On whether we have an entire system talking to itself, the answer is no, we do not. We have a HSE system that talks to itself but the HSE is only 50% of the providers. Enable Ireland has 20 of the teams and after that, it is all of the other teams. There is a data concern. Work is ongoing. Having met with the board of the HSE, it is working to address that data issue but we can capture that.

The next part is the input of families and the structure. When PDS was being rolled out, there was work with the family forum in which there would be family representatives.

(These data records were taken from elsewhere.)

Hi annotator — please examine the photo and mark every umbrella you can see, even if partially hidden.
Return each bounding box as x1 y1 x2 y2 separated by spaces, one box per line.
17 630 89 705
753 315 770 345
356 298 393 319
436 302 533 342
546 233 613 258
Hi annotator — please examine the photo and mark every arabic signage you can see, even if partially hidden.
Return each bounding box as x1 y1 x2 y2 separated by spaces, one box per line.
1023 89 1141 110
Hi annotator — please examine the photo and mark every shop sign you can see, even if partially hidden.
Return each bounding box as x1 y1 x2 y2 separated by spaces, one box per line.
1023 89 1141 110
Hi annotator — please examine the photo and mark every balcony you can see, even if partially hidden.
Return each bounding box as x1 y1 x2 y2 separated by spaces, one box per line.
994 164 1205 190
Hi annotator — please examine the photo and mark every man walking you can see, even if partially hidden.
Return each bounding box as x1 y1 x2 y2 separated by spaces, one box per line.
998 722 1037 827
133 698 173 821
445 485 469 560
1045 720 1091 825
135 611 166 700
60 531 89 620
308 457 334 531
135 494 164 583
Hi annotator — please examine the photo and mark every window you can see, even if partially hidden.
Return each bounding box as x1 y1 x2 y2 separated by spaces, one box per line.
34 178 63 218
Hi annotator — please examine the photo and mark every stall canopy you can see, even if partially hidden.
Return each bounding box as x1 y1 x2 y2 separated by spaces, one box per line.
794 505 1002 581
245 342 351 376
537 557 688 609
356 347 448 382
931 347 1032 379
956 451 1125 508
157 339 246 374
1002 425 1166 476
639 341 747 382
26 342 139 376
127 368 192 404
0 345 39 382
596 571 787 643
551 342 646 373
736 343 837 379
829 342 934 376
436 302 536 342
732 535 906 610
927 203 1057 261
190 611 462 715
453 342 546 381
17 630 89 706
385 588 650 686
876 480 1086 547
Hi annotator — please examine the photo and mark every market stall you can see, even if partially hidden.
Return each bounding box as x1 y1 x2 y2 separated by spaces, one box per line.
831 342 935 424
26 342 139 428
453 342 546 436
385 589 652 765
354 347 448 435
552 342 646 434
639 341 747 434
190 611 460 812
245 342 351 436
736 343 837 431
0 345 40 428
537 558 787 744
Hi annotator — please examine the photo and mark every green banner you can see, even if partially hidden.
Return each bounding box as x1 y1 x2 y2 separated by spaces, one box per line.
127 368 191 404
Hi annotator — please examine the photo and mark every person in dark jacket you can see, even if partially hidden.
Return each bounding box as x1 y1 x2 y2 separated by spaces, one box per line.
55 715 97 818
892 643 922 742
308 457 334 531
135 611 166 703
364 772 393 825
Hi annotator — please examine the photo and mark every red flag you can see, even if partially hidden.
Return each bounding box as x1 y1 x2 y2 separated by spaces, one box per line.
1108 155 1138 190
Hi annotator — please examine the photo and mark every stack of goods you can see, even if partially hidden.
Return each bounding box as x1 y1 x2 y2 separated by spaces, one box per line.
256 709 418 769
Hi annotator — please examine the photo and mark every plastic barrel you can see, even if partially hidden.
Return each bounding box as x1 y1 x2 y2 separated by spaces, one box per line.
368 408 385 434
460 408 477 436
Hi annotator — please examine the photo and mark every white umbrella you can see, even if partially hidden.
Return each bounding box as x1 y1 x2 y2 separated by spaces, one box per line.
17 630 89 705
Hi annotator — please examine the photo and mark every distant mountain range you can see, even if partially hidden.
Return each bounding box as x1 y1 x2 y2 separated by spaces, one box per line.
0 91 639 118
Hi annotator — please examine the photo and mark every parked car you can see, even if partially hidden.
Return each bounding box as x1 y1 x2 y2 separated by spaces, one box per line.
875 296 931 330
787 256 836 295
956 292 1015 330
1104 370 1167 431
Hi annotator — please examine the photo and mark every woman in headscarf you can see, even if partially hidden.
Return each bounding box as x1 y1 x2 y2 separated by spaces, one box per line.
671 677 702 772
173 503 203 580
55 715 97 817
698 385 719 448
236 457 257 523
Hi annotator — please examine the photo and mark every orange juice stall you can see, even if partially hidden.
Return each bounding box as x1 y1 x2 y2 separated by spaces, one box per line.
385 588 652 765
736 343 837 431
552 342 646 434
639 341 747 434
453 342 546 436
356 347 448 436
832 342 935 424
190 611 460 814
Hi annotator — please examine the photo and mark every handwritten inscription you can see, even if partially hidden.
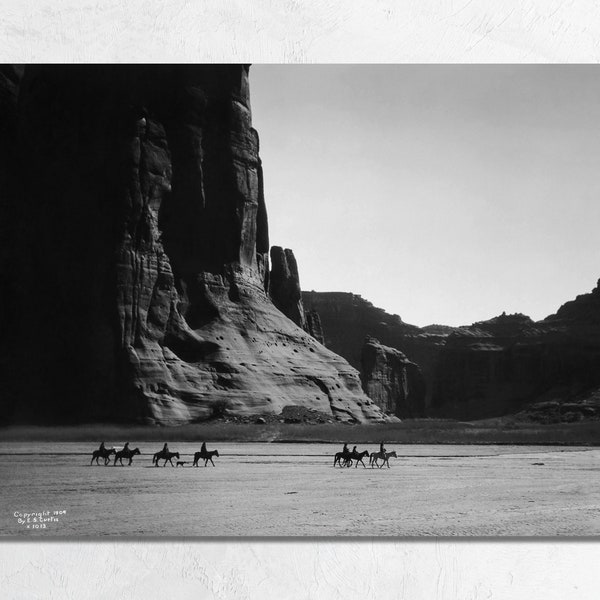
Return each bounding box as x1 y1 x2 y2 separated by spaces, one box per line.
13 510 67 529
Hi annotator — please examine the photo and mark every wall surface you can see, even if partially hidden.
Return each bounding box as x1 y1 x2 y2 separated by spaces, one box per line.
0 0 600 600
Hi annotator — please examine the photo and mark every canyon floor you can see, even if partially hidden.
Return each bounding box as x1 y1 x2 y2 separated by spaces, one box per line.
0 438 600 538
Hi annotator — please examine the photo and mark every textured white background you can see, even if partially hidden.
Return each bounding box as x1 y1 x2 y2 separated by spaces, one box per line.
0 0 600 600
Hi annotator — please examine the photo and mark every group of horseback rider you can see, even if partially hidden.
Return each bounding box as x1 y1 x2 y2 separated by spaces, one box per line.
333 442 397 468
342 442 385 456
92 442 214 466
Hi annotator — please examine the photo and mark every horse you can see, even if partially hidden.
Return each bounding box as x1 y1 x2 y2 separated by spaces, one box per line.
152 450 179 467
346 450 369 469
369 450 398 469
90 448 117 466
113 448 141 466
192 450 219 467
333 451 352 467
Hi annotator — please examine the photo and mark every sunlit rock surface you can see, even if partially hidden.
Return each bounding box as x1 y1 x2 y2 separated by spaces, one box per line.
0 65 383 424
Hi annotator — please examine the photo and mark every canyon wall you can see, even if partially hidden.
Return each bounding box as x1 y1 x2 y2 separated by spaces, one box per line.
0 65 384 424
361 338 426 419
303 287 600 420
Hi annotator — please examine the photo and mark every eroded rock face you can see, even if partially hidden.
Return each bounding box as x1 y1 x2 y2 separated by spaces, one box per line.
269 246 306 329
361 338 425 419
1 65 383 424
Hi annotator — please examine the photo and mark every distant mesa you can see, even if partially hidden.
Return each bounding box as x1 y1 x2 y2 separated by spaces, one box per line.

To be quite honest, they do not meet regularly enough. Some work well, but some do not. They are trying to bed them down. Having the voice of the family and the continuation of needing a service and transition points, having two family representatives might be a bit of a narrow window on a team. They are looking at expanding it more. Without family input, one cannot get a clear line of the needs and frustrations. They have built in a mechanism called the family forum.

On the mismatch, the Deputy is right. When schools were built, the conversations were not had with the HSE. The schools landed and all of a sudden there was no process which stated that we have now moved from 129 special schools to 132, or an examination of how to align them as part of the teams. Parents were not clearly told at the time that they had a choice - closest to home or closest to school. If you were a parent trying to make a decision as to where you would have the best services or where you could get direct intervention, you would assume that attending a special school would be the place of choice. I note in Dublin that 90% of children do not choose closest to home. They choose closest to school to receive therapy interventions. It is the local CDNT that does that.

The Deputy used the example of Carrigaline. There could be ten different teams trying to support children in one school, which makes no sense. You are better off having the closest team supporting all. How does one then ensure that the children coming from all the different areas have access to respite? To be fair to the HSE in CHO, 4, it was the first that did it. It did a regional respite forum, so that everybody was on an even pitch. Regardless of who would have been your provider in the past, you had equity of access to respite. That is important. Getting interventions is one piece but getting access to respite is the other. It is the only CHO that has a process to monitor and ensure somebody is not getting 22 nights while somebody else might only get one night every three months. It is addressing it well in the Cork area but it is down to understanding. Perhaps it is to do with trust and the fact that the teams were not fully staffed. If you got a service previously, why would you walk away from a service if you knew that CDNT nearest to your school did not have enough staff? That is why we are putting more staff closer to teams that have a special school in their areas. We are looking at stepping up more staff on teams associated or aligned to schools.